Results from a large, multi-center study suggest that cardiac magnetic resonance, or CMR, has potential as a non-invasive, non-toxic alternative to stress echocardiograms, catheterizations and stress nuclear exams in identifying the severity of coronary artery disease. The study appears online Feb. 8 in JAMA Cardiology.
“We’ve known for some time that CMR is effective at diagnosing coronary artery disease, but it’s still not commonly used and represents less than one percent of stress tests used in this country,” said senior author Robert Judd, Ph.D., co-director of the Duke Cardiovascular Magnetic Resonance Center.
“One of the impediments to broader use has been a lack of data on its predictive value -- something competing technologies have,” Judd said. “Our study provides some clarity, although direct comparisons between CMR and other technologies would be definitive.”
Judd and colleagues analyzed data from more than 9,000 patients who underwent CMR at seven U.S. hospitals, encompassing up to 10 years of follow-up.
For patients without any history of heart disease and at low risk based on traditional clinical criteria, those with an abnormal CMR scan were 3.4 times more likely to die compared to patients with a normal CMR scan.
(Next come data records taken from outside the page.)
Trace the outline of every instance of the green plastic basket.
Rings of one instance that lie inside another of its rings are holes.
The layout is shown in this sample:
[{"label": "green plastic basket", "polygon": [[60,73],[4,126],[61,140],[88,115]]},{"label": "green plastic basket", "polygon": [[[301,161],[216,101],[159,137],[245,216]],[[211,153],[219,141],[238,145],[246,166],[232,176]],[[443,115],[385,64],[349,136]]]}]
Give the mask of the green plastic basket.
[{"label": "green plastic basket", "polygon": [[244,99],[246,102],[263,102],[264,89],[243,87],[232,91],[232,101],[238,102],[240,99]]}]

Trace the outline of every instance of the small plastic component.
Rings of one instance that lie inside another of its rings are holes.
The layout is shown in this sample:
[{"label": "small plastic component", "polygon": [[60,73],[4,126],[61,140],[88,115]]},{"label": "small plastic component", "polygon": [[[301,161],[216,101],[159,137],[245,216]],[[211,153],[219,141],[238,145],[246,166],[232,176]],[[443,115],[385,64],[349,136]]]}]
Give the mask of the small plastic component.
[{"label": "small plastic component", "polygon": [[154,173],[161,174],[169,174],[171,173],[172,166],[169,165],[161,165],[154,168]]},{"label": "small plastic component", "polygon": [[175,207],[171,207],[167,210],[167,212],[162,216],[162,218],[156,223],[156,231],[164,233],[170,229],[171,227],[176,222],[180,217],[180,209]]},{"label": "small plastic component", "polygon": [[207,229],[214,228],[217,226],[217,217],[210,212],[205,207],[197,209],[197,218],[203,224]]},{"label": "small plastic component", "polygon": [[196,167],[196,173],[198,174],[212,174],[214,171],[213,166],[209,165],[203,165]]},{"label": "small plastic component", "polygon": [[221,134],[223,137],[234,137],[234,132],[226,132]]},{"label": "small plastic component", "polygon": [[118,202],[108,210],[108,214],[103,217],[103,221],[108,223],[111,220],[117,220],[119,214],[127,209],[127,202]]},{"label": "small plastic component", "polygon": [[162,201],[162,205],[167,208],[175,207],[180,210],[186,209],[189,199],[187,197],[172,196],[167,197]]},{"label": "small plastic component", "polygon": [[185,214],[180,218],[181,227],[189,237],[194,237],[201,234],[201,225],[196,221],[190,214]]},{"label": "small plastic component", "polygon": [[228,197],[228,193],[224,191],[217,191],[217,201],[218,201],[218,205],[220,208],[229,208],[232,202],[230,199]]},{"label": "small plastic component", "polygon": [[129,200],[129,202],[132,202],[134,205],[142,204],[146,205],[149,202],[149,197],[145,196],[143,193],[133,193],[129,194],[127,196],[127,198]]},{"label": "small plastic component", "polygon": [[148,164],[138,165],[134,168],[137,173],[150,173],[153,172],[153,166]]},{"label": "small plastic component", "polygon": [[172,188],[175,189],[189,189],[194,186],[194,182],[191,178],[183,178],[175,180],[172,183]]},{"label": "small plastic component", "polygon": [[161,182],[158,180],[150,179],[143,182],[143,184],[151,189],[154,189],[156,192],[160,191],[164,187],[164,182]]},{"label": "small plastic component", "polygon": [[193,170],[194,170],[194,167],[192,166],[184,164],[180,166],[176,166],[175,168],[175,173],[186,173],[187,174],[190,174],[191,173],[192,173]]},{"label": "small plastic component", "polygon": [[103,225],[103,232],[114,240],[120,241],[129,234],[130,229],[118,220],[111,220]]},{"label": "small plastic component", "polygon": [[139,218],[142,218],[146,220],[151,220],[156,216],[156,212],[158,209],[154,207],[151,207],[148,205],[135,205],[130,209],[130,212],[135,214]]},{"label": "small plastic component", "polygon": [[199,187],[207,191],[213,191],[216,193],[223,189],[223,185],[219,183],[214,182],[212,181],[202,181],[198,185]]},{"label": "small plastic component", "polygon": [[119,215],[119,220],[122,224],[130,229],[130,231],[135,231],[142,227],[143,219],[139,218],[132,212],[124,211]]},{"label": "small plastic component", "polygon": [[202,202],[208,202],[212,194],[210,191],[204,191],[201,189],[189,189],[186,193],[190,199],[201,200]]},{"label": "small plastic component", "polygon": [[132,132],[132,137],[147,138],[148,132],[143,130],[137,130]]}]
For the entire patient population, the researchers found a strong association between an abnormal stress CMR and mortality, even after adjusting for patient age, sex, and cardiac risk factors.
“Noninvasive cardiac stress testing is a cornerstone in the clinical management of patients with known or suspected coronary artery disease,” Judd said, noting that CMR works as well or better than other exams at identifying heart wall motion, cell death and the presence of low blood flow. In addition, the technology does not require any radiation exposure, which is essential in nuclear stress tests that are by far the most commonly used in the U.S.
“There are a number of reasons for the limited use of stress CMR, including availability of good quality laboratories, exclusion of patients who cannot undergo magnetization, and a lack of data on patient outcomes,” Judd said. “With the findings from this study suggesting that stress CMR is effective in predicting mortality, we provide a strong basis for a head-to-head study between stress CMR and other modalities.”
In addition to Judd, study authors at Duke include Raymond J. Kim, Han W. Kim, Igor Klem, Elizabeth Jenista and Michele Parker. They were joined by John F. Heitner and Jean Ho of New York Presbyterian Brooklyn Methodist Hospital; Dipan J. Shah and Dany Debs of Houston Methodist DeBakey Heart & Vascular Center; Afshin Farzaneh-Far of the University of Illinois at Chicago; Venkateshwar Polsani of Piedmont Atlanta Hospital; Jiwon Kim and Jonathan Weinsaft of Weill Cornell Medical Center; Chetan Shenoy and Andrew Hughes of the University of Minnesota Medical Center; Preston Cargile of Heart Imaging Technologies; Robert O. Bonow of Northwestern University Feinberg School of Medicine
The study received funding support from the National Heart, Lung, and Blood Institute, (R42 HL080843, R42 HL106864, R42 HL117397, R01 HL128278, and K23 HL132011). Judd and Raymond J. Kim have an equity interest in Heart Imaging Technologies.